Seeing as the growing year is upon us, it's the ideal time to share this guide for those of you considering gathering your own wildfoods and/or native medicinals this year!
As a medical herbalist and year round sustainable forager, I probably have a rather unique take on the commonest of herbs. Most people call them weeds, but I consider them ‘unloved plants’. Instead of dismissing them as mundane or maddening, those of us who work with wild native medicinal herbs and seasonal wildfoods should embrace them with enchantment and deep appreciation for what they are, green blessings. These medicinal and edible ‘weeds’ - vile and vulgar villains to most - are the herbalists and wild food chefs best friends, they certainly are mine. They're more than friends, they are esteemed colleagues and dear family. This alchemical perspective, transforming the unplanned and uninvited into a veritable treasure, is a wise approach to have in life and needn’t be limited to 'weeds'.
Edible and Medicinal Weeds: Rising Stars of the Local Foods Movement
Edible and medicinal weeds can play an important role in the local foods movement, permaculture and in sustainability. These useful herbs can be incorporated into herbal and vegetable CSA shares, alongside their cultivated kin. In fact, I noticed stinging nettles and dandelion greens being sold in several ‘trendy’ food stores in both London and New York, and showing up on menus at high end restaurants, so yay to that! Rightly so too, as feral greens deserve their rightful spot on the menus of farm-to-table restaurants, right next to wild mushrooms and sea vegetables.

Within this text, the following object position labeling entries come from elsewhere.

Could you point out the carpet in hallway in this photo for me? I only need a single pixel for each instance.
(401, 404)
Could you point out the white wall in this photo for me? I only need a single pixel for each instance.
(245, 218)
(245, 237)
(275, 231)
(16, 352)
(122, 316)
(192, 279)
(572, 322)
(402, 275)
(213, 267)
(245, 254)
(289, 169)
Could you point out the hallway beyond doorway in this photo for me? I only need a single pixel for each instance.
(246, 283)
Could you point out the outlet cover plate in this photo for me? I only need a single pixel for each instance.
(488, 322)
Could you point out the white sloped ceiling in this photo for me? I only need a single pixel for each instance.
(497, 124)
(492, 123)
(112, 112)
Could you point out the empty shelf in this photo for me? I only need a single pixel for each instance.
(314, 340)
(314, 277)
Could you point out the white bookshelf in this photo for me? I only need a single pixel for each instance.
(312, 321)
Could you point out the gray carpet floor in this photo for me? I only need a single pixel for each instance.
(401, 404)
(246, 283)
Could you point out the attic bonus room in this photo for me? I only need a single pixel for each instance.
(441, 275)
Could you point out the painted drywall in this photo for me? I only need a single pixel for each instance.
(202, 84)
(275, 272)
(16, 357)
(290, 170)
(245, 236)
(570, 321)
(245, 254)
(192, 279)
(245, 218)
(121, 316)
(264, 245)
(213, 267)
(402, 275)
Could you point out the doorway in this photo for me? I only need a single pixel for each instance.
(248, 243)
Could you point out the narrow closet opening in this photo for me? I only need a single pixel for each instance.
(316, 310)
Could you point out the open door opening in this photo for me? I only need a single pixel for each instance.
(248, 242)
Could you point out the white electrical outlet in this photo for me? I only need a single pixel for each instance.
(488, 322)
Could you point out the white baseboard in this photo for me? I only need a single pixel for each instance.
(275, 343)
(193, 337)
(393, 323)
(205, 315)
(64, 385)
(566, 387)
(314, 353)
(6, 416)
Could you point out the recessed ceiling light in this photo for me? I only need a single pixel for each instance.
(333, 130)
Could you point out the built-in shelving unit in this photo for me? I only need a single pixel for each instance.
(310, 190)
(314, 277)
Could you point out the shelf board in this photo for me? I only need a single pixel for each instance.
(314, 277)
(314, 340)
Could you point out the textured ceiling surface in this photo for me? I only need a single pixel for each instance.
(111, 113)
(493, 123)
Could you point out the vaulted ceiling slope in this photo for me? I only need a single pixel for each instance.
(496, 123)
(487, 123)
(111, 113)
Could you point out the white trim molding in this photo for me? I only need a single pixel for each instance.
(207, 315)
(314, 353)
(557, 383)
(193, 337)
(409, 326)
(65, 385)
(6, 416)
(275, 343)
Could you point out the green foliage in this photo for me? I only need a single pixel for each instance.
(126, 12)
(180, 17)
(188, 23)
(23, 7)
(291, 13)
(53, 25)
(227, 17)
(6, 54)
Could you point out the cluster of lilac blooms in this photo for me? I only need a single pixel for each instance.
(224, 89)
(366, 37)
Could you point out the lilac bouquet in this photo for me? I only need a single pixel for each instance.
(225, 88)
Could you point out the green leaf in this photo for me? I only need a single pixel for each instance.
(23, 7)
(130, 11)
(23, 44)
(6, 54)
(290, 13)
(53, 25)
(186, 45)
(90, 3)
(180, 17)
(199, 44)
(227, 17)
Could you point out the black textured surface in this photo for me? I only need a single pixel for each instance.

Many adventurous chefs are hungry for new foods, especially if they’re familiar with their local history and importance. Tapping into the vast resource of local wild weeds also reduces the environmental impact of packaging and transportation and ensures you are eating the most nutritionally dense, fresh, seasonal greens.
Mistaking Foraging for Plundering
This brings us to an important topic that is especially dear to my heart. I’ve seen more than one herbalist make blanket statements about moratoriums on wildcrafting, which stem, in part, from concern about wild plant populations. Overharvesting plants is a serious issue of our times, along with habitat loss and the pressures plants face with climate change. I have the deepest regard for the future of native plants, including medicinals, but I think it’s a mistake to lump rare natives together with opportunistic plants that have an invasive worldwide distribution.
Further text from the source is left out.